Comme il paraît difficile aujourd’hui de parler de ce livre ! Comme il pourrait sembler dérisoire de commenter un roman tandis que son auteur vit sous le feu des attaques russes. Et pourtant, son éditeur français a récemment diffusé une courte vidéo dans laquelle Andréï Kourkov remerciait tous ceux qui le lisaient. Sans doute, aujourd’hui plus encore qu’hier, les Ukrainiens ont-ils besoin de se sentir entendus et de recevoir notre soutien. Et si la question se pose de savoir comment les aider très concrètement - ce qui est loin d’être simple -, écouter la voix des écrivains de ce pays m’est apparu comme une évidence.


A cet égard, la lecture du dernier roman de Kourkov, publié en 2019 pour sa version originale, est tout à fait intéressante : il y dépeint en effet la vie de la population de la « zone grise », celle coincée entre les troupes de l’armée ukrainienne et les séparatistes prorusses. Seuls deux habitants sont restés dans le village (imaginaire) de Mala Starogradivka. Sergueïtch et Pachka, « ennemis d’enfance », sont par la force des choses amenés à fraterniser et à s’apporter une aide mutuelle. Dans une localité où il n’y a pas plus aucun commerce, où le courrier n’est plus acheminé et où l’électricité est erratique, ils se retrouvent chez l’un ou chez l’autre pour s’échanger les quelques denrées qu’ils ont pu se procurer, boire du thé et (surtout) de la vodka, ou simplement bavarder. Toute la première partie du roman évoque leur quotidien dans un paysage fantomatique où les seuls témoignages d’activité humaine résident dans le bruit des tirs d’artillerie. Des tirs dont Sergueitch, apiculteur, redoute qu’ils ne perturbent ses abeilles.


C’est pourquoi, à l’arrivée du printemps, il quitte son village pour aller passer quelques semaines en Crimée où il veut leur permettre de butiner paisiblement. Au gré de son voyage, il sera confronté à l’arbitraire des autorités et aux réflexes de haine qui peuvent surgir à tout moment.

Mais il bénéficiera aussi des gestes de générosité et de l’accueil bienveillant des villageois qu’il croisera sur son chemin.

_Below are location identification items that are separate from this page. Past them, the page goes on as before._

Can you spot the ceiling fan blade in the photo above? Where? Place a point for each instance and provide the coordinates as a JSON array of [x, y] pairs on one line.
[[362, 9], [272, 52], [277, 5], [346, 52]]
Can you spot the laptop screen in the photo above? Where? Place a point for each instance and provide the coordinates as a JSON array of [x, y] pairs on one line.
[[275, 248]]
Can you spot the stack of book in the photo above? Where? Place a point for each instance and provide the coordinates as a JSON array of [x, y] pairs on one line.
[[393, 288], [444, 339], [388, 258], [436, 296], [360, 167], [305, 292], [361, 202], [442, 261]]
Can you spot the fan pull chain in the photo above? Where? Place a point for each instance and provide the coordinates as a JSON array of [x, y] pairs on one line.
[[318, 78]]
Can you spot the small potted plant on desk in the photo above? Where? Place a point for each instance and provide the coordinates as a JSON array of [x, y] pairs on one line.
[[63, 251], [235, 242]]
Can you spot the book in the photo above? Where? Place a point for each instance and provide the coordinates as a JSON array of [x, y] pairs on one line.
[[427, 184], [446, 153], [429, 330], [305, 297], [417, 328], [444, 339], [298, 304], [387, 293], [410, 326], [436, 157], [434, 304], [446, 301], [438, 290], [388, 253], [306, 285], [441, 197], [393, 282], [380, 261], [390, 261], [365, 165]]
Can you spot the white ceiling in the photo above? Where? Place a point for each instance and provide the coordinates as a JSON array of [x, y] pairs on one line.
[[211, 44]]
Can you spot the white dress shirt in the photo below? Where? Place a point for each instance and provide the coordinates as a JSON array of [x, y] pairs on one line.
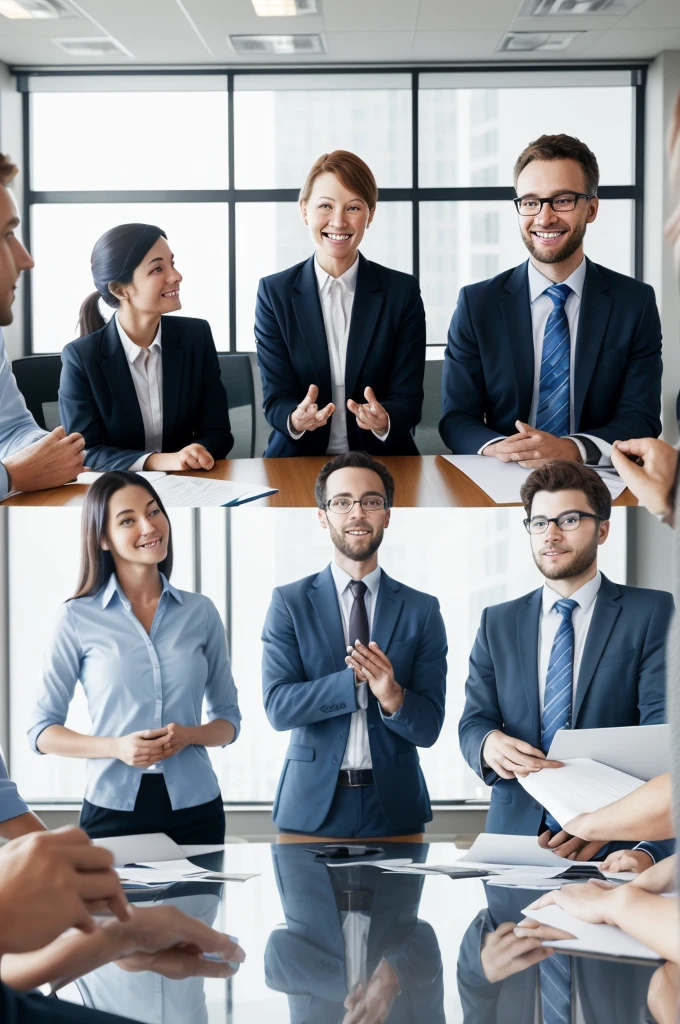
[[542, 306], [337, 298], [146, 371], [357, 751]]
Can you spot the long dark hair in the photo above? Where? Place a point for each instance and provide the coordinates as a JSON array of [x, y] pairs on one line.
[[115, 258], [96, 564]]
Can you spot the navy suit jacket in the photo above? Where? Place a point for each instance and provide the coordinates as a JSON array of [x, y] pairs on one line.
[[487, 378], [385, 351], [622, 681], [308, 688], [98, 400]]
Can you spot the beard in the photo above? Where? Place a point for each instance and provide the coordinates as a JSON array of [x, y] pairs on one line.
[[357, 554], [559, 255], [580, 563]]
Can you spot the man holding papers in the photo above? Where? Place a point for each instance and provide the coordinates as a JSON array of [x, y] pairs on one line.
[[579, 652]]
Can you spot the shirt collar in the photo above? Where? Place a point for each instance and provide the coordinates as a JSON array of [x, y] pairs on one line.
[[342, 580], [347, 280], [114, 587], [584, 597], [538, 282], [131, 350]]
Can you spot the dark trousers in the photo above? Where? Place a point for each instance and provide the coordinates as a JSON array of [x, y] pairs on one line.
[[153, 812]]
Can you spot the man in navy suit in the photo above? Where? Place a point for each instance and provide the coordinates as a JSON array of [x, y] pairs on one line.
[[579, 652], [354, 665], [558, 357]]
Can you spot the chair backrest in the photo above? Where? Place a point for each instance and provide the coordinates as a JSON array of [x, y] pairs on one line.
[[38, 380], [427, 431], [237, 373]]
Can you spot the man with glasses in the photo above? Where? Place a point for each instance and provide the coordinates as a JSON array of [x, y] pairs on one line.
[[581, 652], [558, 357], [354, 664]]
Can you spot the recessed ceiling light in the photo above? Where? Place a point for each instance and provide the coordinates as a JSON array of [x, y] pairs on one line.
[[278, 44], [35, 9], [285, 8]]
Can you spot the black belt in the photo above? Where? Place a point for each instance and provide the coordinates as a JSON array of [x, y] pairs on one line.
[[355, 776]]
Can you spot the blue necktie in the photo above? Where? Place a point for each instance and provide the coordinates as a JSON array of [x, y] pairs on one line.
[[559, 684], [555, 980], [553, 411]]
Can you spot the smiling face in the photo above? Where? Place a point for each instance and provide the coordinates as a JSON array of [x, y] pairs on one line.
[[155, 286], [137, 531], [337, 219], [13, 257], [563, 554], [356, 535], [550, 237]]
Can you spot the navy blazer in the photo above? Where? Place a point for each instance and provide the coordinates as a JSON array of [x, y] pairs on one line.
[[97, 397], [385, 351], [622, 681], [487, 378], [308, 688]]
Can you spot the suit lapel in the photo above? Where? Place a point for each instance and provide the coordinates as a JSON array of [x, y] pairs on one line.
[[605, 612], [593, 318], [324, 599], [310, 322], [117, 371], [366, 310], [527, 643], [172, 358], [516, 313]]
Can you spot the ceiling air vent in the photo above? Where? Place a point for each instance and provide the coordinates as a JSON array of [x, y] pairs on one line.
[[277, 44]]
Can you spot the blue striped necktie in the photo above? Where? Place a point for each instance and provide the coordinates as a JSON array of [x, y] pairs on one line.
[[559, 684], [553, 410]]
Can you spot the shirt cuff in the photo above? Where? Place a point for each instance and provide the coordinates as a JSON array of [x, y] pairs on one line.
[[502, 437], [385, 434]]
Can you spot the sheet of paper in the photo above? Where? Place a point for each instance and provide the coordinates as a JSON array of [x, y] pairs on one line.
[[502, 480], [199, 492], [641, 751], [604, 939], [582, 785]]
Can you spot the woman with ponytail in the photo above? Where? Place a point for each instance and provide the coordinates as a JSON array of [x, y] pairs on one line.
[[142, 388]]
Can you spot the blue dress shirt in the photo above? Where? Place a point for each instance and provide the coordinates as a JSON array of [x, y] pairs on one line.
[[17, 428], [11, 804], [134, 681]]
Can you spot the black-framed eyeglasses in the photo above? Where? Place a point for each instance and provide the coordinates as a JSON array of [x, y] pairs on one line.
[[566, 521], [530, 206], [342, 505]]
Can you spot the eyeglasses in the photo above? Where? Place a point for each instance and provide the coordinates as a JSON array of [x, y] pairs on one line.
[[566, 521], [344, 505], [530, 206]]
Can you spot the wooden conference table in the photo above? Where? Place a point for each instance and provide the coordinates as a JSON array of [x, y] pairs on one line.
[[421, 481]]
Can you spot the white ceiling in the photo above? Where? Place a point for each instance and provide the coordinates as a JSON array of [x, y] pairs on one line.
[[195, 32]]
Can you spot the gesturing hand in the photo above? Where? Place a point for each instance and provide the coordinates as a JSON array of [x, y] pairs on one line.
[[307, 416], [371, 416], [374, 666]]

Ce qui m’a particulièrement frappée à la lecture de ce roman, c’est la douceur qui s’en dégage, la bonhomie du principal protagoniste pariant inlassablement sur la raison, la bonne foi et sur un retour prochain à la paix. Sa droiture et sa sincérité sont extrêmement touchantes. On souhaiterait ardemment les voir plus largement partagées et on suit les aventures de Sergueïtch avec une sympathie et une empathie sans cesse croissantes, bien qu'avec aussi, au vu des récents événements, une bonne dose d'incrédulité.  

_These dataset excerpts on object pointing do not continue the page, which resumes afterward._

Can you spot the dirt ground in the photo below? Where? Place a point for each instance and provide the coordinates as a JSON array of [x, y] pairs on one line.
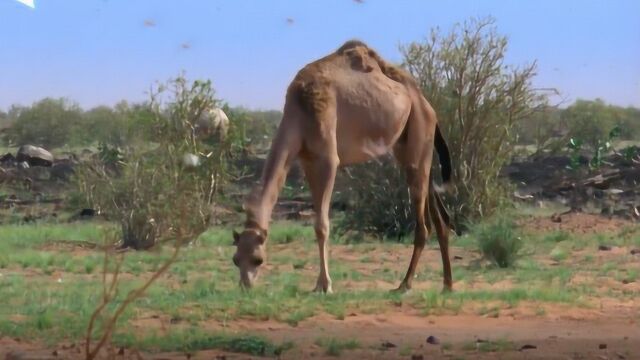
[[608, 329], [610, 334]]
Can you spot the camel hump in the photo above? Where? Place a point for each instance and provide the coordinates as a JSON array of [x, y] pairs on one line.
[[362, 58]]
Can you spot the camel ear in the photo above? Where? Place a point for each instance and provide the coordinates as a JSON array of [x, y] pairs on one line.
[[263, 236]]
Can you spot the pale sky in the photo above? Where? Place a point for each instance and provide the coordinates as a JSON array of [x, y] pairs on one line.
[[102, 51]]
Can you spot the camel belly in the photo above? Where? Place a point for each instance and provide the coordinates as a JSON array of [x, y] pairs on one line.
[[370, 119]]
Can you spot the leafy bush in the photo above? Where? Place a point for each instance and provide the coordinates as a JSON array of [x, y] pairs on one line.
[[479, 100], [141, 187], [49, 123], [377, 198], [499, 241]]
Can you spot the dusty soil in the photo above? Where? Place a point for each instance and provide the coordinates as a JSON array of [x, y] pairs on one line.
[[607, 329], [576, 223], [612, 335]]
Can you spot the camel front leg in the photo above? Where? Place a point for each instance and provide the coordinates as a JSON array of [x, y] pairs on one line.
[[420, 234], [321, 173], [442, 230]]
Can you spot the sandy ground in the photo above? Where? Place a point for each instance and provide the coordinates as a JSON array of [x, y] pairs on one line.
[[607, 330]]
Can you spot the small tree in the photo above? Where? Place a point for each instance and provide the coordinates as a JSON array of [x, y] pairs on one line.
[[479, 99], [139, 187]]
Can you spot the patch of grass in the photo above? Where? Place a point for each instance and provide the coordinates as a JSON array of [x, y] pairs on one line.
[[334, 347], [194, 339], [489, 346], [405, 350], [559, 254], [287, 232], [499, 241]]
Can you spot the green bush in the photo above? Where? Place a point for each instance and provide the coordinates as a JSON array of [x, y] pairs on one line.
[[146, 189], [479, 100], [377, 200], [499, 241]]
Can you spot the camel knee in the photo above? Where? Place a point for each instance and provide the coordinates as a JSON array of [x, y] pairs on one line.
[[322, 231]]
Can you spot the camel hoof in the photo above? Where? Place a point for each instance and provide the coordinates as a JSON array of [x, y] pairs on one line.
[[322, 290], [402, 289]]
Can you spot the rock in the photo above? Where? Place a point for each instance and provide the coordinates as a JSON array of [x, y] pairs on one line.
[[387, 345], [527, 347], [34, 156], [190, 160], [433, 340], [62, 171], [212, 122], [8, 159]]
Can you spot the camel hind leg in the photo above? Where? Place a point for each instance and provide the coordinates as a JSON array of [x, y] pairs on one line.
[[320, 162], [437, 214]]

Et si la fin de son périple semble le ramener à une situation qui n’a guère évolué durant son absence, le comportement de ses abeilles et les réflexions que celui-ci inspire à notre héros n’invitent pas à beaucoup d’optimisme. A l'heure où paraît la traduction française de ce roman, on sait désormais définitivement à quoi s’en tenir.


17 commentaires:

  1. Je l'ai réservé à la bibliothèque la semaine dernière, après avoir entendu l'auteur s'exprimer à la radio. C'était à la fois éclairant et poignant.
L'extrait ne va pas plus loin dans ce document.